15 thoughts on “10 Cent Microcontroller Makes Tracker Music

  1. Sounds like an interesting microchip to play with, can it be used with Arduino IDE or similar C based IDE that is free to use, free of ad, and free of restriction? I need to move away from PAL chip when making a custom Atari 2600 that requires bankswitching and some ATTiny isn’t quite fast enough (8MHz max internal)

        1. You have to buy an external programmer sold by WCH, or use an Arduino 328p (Arduigler) supported by Minichlink. For the Arduino port, I filed an issue long ago to update the Minichlink shipped with it:

          https://github.com/AlexanderMandera/arduino-wch32v003/issues/15
          https://github.com/AlexanderMandera/arduino-wch32v003/issues/27

          I also made static builds of minichlink for Linux and Windows, but they are somewhere on a branch here:

          https://github.com/zoobab/ch32v003fun/tree/minichlink-static

          Arduigler:

          https://gitlab.com/BlueSyncLine/arduino-ch32v003-swio

          I am working on a .ino fork of BlueSyncLine version to support many other microcontrollers:

          https://github.com/zoobab/zooswio

        2. There are tons of open-source programmers based on your particular microcontroller of choice as well, so you can just use whatever you’ve got lying around.

          For grins, Charles and I ported his programmer to micropython https://github.com/Hack-a-Day/2024-Supercon-8-Add-On-Badge/tree/main/i2c_proto_petal_tutorial on the badge last year because we made some CH32v003 based add ons. We needed micropython b/c it was supposed to program them on the fly, but there is no shortage of similar projects.

          Or you pay a couple bucks. The programmers are dirt cheap too, and highly recommended.

    1. hahah no way – i had the exact opposite thought.
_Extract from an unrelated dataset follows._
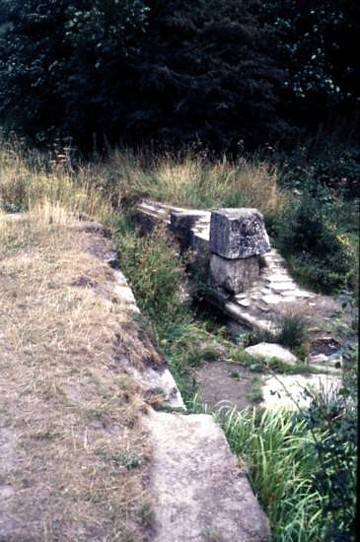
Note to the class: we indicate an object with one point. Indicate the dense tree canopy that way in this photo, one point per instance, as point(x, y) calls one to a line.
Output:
point(177, 71)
      On seeing the first article (with the mere beeps), i didn’t respect it because modplay (MP.COM) could passably decode 4-channel tracker files using 1-bit DAC (PC speaker) on a 286-12. So i think i understand exactly how Tim felt. In the end, i bet using the PWM peripheral almost felt like cheating…modplay was a ridiculous hack because it had to interleave mod decoding/resampling/mixing with doing that PWM in software for each ‘sample’.

      Really, the CH32V003 is much more capable than my old 286. Faster clock, wider word size, more registers, and (i haven’t looked but probably) much fewer clocks per instruction. Nevermind the advantage we get by a great set of compilers targeting CH32V003. Just a question of how to live within the tiny built-in RAM/ROM.